My mind already spun with the details of the full day ahead of me. I didn’t have time for a lengthy conversation. At first I inched away but pretty soon, I stopped moving. All she needs is someone to listen.
Relief washed through me when she mentioned crying out to God that He would provide a way through what she could only see as an impossible situation. In fact after a night of prayer and soul searching, she felt His guidance directing her toward what only yesterday she would not have considered. And she was okay with it—she could see the possibilities. God in His infinite wisdom knew what her humanness could not comprehend, and His all-encompassing grace and power had begun to mold her will to His.
I didn’t have answers for her tough situation, but I could tell she wasn’t expecting me to. All she needed was someone to listen.
Throughout the day, other random occasions came to mind. Times when I was in the right place at the right time to reach out to someone. Today, my racing mind put aside the details of the day and made a conscious effort to listen.
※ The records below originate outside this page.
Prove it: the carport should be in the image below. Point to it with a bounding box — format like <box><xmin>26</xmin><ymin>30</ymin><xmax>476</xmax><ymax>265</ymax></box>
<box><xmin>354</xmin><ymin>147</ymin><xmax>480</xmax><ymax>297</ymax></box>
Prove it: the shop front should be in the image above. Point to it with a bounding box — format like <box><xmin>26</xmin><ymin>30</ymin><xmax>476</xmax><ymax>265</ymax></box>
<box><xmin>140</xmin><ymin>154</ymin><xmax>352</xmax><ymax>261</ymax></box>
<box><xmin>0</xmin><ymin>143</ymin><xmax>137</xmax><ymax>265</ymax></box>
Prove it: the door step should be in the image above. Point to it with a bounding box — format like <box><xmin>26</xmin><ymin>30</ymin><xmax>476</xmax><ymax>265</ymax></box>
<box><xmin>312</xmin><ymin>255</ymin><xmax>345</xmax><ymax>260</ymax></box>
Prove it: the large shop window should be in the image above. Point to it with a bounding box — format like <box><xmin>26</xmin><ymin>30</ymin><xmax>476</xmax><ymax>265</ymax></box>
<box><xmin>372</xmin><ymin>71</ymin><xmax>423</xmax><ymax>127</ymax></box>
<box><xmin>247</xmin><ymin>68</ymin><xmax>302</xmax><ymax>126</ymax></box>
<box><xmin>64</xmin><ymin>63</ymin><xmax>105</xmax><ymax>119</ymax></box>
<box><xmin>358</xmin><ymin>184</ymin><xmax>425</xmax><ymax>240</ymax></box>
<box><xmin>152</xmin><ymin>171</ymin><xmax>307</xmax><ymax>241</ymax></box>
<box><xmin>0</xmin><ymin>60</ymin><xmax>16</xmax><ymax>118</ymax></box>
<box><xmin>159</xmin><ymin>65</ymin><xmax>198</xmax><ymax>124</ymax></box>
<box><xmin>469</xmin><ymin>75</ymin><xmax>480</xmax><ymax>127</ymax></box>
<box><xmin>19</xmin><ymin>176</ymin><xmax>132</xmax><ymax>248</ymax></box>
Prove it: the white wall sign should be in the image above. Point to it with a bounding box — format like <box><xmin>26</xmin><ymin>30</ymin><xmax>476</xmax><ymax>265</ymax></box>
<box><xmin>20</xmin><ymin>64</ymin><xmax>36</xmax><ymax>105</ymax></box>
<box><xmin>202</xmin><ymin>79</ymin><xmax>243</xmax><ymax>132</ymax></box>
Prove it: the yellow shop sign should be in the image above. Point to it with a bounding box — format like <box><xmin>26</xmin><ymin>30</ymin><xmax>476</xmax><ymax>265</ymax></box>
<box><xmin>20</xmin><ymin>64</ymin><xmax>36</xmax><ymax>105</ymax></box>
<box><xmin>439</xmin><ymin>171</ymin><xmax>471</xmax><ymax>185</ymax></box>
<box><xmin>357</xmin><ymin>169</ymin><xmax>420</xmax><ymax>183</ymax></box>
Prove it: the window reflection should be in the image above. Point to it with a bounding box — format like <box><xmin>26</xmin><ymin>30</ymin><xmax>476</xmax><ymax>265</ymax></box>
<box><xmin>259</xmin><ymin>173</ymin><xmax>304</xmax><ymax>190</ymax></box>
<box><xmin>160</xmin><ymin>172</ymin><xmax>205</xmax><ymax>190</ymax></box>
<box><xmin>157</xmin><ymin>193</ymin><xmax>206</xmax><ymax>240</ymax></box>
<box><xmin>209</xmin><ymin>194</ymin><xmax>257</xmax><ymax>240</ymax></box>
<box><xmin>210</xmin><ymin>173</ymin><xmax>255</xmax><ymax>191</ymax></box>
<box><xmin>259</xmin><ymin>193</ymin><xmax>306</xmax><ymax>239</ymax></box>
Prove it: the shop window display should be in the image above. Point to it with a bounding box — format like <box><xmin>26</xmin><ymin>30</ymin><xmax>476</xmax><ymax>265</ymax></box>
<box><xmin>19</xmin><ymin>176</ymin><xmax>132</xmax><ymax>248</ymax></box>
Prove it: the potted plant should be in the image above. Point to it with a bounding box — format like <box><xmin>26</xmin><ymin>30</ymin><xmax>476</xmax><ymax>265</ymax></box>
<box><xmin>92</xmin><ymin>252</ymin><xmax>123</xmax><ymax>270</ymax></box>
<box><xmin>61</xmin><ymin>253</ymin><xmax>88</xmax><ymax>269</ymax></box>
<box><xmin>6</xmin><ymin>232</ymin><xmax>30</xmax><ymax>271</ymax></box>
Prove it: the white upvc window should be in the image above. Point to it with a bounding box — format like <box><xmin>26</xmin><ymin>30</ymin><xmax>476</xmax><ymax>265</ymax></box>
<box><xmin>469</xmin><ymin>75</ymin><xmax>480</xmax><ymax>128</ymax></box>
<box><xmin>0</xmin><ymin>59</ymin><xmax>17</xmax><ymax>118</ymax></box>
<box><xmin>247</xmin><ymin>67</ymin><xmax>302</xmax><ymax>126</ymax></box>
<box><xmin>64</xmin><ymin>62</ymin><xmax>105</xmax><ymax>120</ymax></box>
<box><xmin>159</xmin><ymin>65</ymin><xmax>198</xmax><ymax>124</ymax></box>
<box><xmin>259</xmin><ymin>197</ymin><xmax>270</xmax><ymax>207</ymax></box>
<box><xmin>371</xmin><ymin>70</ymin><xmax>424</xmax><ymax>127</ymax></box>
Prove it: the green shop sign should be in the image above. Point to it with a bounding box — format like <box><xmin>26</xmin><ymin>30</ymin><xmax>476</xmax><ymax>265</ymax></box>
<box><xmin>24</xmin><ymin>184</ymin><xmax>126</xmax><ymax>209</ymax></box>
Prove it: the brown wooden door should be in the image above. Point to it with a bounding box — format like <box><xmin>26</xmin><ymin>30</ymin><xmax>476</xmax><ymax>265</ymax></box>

But that wasn’t always the case. I wonder to which side the scale would tip to if I could look into the past and weigh when I took the time to be there for someone versus the times I insisted on being too busy to care. I’m pretty sure the results wouldn’t make me feel good.
We set aside, in an obligatory sort of way, a week to do nice things for people –Random Acts of Kindness week which fell on February 10-16 this year. I’m not sure I realized the yearly observance was happening at all. I was probably too busy, trying to burn the candle at both ends and somewhere in the middle too. But that’s not how I want to live… missing the chances to love on people.
I want to be a person who doesn’t miss opportunities to be kind, to be a listening ear, to just be there. Someone who will sense a need—you know, not have to be knocked over with a bulldozer—and take the time to do something. And not just that one week each year.
There’s nothing wrong with a national observance. It raises awareness and prompts intentional consideration. A lot of people probably extend the acts of kindness for at least a little while. Like the way the “drive-thru difference”, the act of paying for the order of the car behind you, has caught on. People have been blessed—both the givers and the receivers.
But what if we practiced a random acts of kindness life? What if, each day, we chose to go out of our way to assist or befriend or hug someone? What if we looked closely at the people who cross our path? What if we took the time every day to care?
I can only imagine how that much looking out for others would impact the world. You see, if lots of people are keeping their ears and eyes open to the needs of others, there would have to be a lot less time for “me, me, me” thinking.
I hereby pledge to be intentional about seeking and finding random opportunities to practice kindness. Will you join me?
What’s the nicest random act of kindness you’ve experienced?